An active shooter incident, where someone with a gun is actively attempting to kill or harm people in a confined area, merits the swift action of law enforcement. Such an event is typically over in less than 15 minutes, which means immediate and effective measures must be taken to prevent deaths. 

Instances of active shooters have increased
According to a recent FBI study, the number of active shooter incidents in the U.S. increased steadily since 2000. After 2008, the annual average jumped from five instances to almost 16 per year. Nearly 40 percent of these events took place at businesses, and another 29 percent occurred at schools. 

As the rate of incidents rises, so too does the number of injured bystanders. According to NBC News, people shot and killed in these events grew 150 percent over the past four years. Even with an average response time of three minutes, the police could not react fast enough to ensure the safety of all involved. 

New training helps capture active shooters
The FBI maintains that the most effective way to control and prevent these events from happening is to have law enforcement and private agencies work together. For many police departments, that means changing tactics. Prior to Columbine in 1999, law enforcement focused on containing a shooter and waiting for a more specialized SWAT team to arrive. Today, officers adopt an aggressive strategy that involves engaging the shooter before attending to victims. 
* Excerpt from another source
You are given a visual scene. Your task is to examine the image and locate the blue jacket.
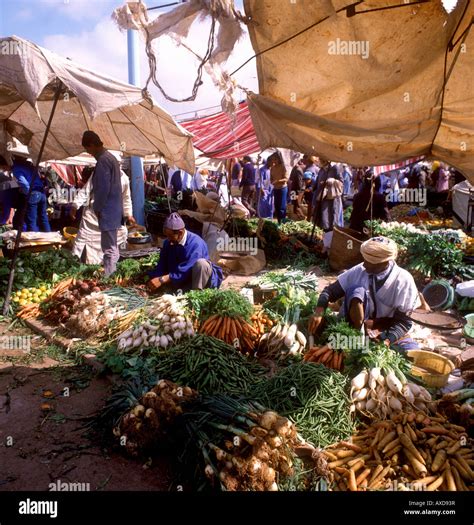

For this technique to be effective, U.S. Attorney General Eric Holder claims that law enforcement training needs to be constantly reinforced and updated. As a result, the Justice Department has trained more than 60,000 individuals in crisis response, including front-line officers, local agency heads and on-scene commanders. Thousands more took the DHS active shooter course or participated in one of the department's training workshops. 

Proper training is important for the successful completion of any mission, and an important part of this training is practicing quick reactions. Don Montague, the executive director of the Advanced Law Enforcement Rapid Response Training Program, emphasizes the idea that there is no time to think in these fast-paced situations. Having responders who know the training and don't waste time can be the difference between life and death. As these events occur more frequently, first responders need to be trained to react instinctively and without hesitation.